# SE580: Lecture 9

## Overview

The binary method problem

A solution: myType

Generic Java

Type inference for generics

## The binary method problem

Consider:

```  class Point {
field x : Integer; field y : Integer;
method infix <= (p : Point) : Boolean {
return this.x < p.x || (this.x == p.x && this.y <= p.y);
}
}
class ColoredPoint extends Point {
field color : Color;
method infix <= (p : ColoredPoint) : Boolean {
return this.x < p.x || (this.x == p.x && ( this.y < p.y || this.y == p.y && this.color <= p.color ) );
}
}
```

This code does not compile. Why not?

This is an instance of the binary method problem.

## The binary method problem

Java's solution (almost):

```  interface Comparable { method infix <= (p : Comparable) : Boolean; }
class Point implements Comparable {
field x : Integer; field y : Integer;
method infix <= (p : Comparable) : Boolean {
return this.x < p.x || (this.x == p.x && this.y <= p.y);
}
}
class ColoredPoint extends Point {
method infix <= (p : Comparable) : Boolean {
return this.x < p.x || (this.x == p.x && ( this.y < p.y || this.y == p.y && this.color <= p.color ) );
}
}
```

This code does not compile.
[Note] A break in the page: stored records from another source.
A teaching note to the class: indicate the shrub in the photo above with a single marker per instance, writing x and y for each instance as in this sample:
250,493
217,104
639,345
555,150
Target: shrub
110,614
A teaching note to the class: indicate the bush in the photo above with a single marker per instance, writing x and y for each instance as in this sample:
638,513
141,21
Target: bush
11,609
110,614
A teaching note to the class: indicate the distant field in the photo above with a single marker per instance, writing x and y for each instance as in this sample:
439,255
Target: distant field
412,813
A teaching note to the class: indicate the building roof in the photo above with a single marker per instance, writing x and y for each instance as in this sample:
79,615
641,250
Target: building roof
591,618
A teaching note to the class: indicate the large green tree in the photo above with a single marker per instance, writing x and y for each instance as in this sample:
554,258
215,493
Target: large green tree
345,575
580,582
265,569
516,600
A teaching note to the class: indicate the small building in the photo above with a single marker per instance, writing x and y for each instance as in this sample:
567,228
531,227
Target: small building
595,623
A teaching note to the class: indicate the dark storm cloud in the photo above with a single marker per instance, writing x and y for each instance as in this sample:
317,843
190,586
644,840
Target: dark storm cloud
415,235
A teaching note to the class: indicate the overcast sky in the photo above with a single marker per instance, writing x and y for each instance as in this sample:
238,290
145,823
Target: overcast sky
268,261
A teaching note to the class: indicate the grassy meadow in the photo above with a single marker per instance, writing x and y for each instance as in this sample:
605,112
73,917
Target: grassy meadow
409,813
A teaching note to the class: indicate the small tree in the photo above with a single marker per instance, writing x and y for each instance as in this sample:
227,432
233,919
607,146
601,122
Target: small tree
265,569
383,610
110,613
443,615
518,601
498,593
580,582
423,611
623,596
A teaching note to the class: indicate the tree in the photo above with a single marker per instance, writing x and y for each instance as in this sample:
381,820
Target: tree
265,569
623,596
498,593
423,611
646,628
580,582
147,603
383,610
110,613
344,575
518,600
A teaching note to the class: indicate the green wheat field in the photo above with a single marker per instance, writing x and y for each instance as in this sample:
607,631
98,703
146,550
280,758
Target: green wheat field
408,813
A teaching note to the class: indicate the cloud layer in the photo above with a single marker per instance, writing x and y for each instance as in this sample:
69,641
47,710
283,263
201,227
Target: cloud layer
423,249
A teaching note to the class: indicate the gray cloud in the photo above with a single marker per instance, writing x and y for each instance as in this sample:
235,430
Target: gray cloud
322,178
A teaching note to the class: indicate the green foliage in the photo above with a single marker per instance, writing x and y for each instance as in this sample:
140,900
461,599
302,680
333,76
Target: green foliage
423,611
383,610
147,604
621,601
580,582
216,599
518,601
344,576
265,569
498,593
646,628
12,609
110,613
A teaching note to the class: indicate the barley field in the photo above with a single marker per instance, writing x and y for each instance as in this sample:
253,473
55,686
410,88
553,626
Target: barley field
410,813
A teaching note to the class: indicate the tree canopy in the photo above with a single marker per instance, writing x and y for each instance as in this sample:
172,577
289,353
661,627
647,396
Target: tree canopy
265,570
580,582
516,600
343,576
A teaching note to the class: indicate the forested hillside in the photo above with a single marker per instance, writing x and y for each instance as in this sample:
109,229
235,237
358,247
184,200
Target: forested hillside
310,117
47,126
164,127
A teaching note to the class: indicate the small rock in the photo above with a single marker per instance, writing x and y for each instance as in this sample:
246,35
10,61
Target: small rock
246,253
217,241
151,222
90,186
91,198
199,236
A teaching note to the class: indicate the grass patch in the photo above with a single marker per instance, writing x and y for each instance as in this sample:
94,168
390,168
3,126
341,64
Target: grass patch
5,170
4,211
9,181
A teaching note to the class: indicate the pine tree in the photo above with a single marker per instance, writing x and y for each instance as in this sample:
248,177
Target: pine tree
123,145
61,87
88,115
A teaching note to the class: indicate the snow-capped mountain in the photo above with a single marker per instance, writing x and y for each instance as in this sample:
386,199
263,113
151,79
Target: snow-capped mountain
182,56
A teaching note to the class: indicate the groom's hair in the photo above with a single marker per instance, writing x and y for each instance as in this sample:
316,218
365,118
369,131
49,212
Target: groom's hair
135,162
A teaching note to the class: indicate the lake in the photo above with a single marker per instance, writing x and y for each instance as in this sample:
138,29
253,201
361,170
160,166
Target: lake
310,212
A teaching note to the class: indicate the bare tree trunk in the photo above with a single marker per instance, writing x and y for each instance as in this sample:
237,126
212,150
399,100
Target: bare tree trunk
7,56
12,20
Why not? What can we do about it?

## Introducing myType

Another possible solution:

```  class Point {
field x : Integer; field y : Integer;
method infix <= (p : myType) : Boolean {
return this.x < p.x || (this.x == p.x && this.y <= p.y);
}
}
class ColoredPoint extends Point {
field color : Color;
method infix <= (p : myType) : Boolean {
return this.x < p.x || (this.x == p.x && ( this.y < p.y || this.y == p.y && this.color <= p.color ) );
}
}
```

What is `myType` doing here?

## Introducing myType

Another example: cloning. How does Java handle cloning?

An alternative:

```  class Point {
...
field cloner : Cloner[myType];
method clone () : myType { return cloner.clone (this); }
}
interface Cloner [type a] { method clone (x : a) : a; }
class PointFactory implements Cloner[Point] {
method build (x : Integer, y : Integer) : Point { ... }
method clone (p : Point) : Point { ... }
}
```

How can we finish this example?

If `p:Point` we can now write `let q : Point = p.clone ();`

## A problem with myType

```  class Foo {
method m (x : myType) : Integer { return 0; }
}
class Bar extends Foo {
field b : Integer;
method m (x : myType) : Integer { return x.b; }
}
let x : Foo = new Foo {};
let y : Bar = new Bar { b = 37 };
let z : Foo = y;
z.m (x);
}
```

What is the problem? How can we fix this?

## Semantics of myType

Classes now declare a `myType` type variable:

```  class Foo extended myType {
// myType <# Foo is a local type variable here.
}
```

What changes to the syntax / dynamic semantics / static semantics are needed?

## Homework

Last homework! Implement `myType`.

## Another solution: F-bounded polymorphism

Another solution (adopted by Generic Java):

```  interface Comparable [type a] { method infix <= (x : a) : Boolean; }
class Foo implements Comparable[Foo] { ... }
class Bar implements Comparable[Bar] { ... }
interface SortedList [type a implements Comparable[a]] extends List[a] {
method insert (x : a) : SortedList[a];
}
```

How can we implement `SortedList`?

## Type inference for generics

An example Java 1.5 program:

```public class Example {
public static void main (String [] args) {
Ref<String> r = build ();
r.set ("hello");
System.out.println (r.get ());
}
static <A> Ref<A> build () {
return new Ref<A> ();
}
static <A> Ref<A> build (A x) {
Ref<A> result = build (); result.set (x); return result;
}
}
class Ref<A> {
A contents;
public void set (A x) { contents = x; }
public A get () { return contents; }
}
```

Note the code: `build ()` what is odd here?

## Type inference for generics

Generic Java does type inference on generic methods.

You write:

```        Ref<String> a = build ();
Ref<String> b = build ("hello");
```

The compiler figures out:

```        Ref<String> a = build<String> ();
Ref<String> b = build<String> ("hello");
```

Why does Java include type inference for generic methods?

## Type inference for generics

Two strategies for type inference for generic methods:

1. C++ bottom-up.

2. Standard ML constraint-solving (the Hindley-Milner algorithm).